The wisdom of crowds
We also observed large variability in all groups. No matter which group we look at, performance of individuals spans the entire measurement scale – from random guessing (50%) to perfect accuracy (100%).
This variation is problematic, because it is individuals that provide face identification evidence in court. If performance varies so wildly from one individual to the next, how can we know that their decisions are accurate?
Our study provides a solution to this problem. By averaging the responses of groups of humans, using what is known as a “wisdom of crowds” approach, we were able to attain near-perfect levels of accuracy. Group performance was also more predictable than individual accuracy.
Perhaps the most interesting finding was when we combined the decisions of humans and machines.
By combining the responses of just one examiner and the leading algorithm, we were able to attain perfect accuracy on this test – better than either a single examiner or the best algorithm working alone.
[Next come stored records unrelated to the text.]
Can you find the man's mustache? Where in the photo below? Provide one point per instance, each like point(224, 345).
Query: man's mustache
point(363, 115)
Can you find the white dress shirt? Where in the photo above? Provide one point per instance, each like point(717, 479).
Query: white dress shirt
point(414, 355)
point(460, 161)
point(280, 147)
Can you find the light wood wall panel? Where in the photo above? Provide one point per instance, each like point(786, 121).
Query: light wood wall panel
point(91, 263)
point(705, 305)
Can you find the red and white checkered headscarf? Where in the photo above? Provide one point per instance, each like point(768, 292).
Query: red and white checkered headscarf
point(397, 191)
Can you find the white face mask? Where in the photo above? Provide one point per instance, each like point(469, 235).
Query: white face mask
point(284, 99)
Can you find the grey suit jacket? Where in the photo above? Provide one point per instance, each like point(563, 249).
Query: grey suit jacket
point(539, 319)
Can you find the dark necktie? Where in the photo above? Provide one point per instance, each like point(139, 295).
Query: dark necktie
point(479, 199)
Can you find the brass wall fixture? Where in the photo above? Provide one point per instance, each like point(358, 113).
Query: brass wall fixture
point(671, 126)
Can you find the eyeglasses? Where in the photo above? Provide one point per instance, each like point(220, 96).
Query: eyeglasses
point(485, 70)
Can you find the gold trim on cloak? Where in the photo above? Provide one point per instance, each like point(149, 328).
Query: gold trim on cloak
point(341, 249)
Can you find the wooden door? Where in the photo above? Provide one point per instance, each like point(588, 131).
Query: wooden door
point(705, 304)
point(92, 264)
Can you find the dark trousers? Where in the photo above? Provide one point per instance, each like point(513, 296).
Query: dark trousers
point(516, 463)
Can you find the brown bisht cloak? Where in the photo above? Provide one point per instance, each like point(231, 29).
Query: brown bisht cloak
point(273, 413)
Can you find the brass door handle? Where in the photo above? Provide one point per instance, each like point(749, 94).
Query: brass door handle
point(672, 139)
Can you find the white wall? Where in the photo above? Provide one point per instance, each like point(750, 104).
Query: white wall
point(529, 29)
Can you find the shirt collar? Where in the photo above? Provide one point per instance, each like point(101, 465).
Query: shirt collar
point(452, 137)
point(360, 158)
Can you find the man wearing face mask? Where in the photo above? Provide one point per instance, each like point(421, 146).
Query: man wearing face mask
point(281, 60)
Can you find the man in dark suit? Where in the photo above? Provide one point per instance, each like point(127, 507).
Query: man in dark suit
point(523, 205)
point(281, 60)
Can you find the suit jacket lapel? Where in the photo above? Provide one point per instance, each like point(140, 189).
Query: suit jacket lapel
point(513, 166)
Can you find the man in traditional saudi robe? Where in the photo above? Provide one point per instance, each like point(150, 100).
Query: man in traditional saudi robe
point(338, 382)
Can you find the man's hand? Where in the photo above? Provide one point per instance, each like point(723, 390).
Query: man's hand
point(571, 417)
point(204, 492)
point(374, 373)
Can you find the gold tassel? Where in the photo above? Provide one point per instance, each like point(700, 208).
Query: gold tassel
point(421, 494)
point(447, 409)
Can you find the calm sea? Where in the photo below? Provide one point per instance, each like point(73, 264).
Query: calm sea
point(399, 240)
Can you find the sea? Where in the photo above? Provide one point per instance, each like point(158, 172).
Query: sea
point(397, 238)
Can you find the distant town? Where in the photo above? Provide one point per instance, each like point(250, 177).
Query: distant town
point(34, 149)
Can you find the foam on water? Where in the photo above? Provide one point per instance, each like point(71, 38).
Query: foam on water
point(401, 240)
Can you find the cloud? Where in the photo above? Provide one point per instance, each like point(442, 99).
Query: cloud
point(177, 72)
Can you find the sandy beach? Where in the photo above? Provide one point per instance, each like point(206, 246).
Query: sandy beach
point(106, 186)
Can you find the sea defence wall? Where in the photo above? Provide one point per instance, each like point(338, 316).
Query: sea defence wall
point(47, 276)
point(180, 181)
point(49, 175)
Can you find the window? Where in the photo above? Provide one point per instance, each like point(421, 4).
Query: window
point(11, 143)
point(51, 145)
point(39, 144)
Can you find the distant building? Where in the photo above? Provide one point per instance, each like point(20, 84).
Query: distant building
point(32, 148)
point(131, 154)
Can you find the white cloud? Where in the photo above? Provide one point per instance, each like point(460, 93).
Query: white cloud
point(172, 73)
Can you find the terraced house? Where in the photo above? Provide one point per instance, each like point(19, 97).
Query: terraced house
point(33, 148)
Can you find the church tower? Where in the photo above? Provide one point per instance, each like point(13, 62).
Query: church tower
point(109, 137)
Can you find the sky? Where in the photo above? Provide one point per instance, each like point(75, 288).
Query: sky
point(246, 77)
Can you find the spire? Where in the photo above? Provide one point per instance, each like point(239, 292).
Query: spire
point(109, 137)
Face recognition in Australia
Importantly, this application of face recognition technology is not automatic – like automated border control systems are. Rather, the technology generates “candidate lists” like the one shown below. For the systems to be of any use, humans must review these candidate lists to decide if the target identity is present.
In a 2015 study my colleagues and I found that the average person makes errors on one in every two decisions when reviewing candidate lists, and chooses the wrong person 40% of the time!
False positives like these can waste precious police time, and have potentially devastating effect on people’s lives.
The study we published this week suggests that protecting against these costly errors requires careful consideration of both human and machine components of face recognition systems.
Correct answers: The pair of images are different people. The matching image in the candidate list is top row, second from left.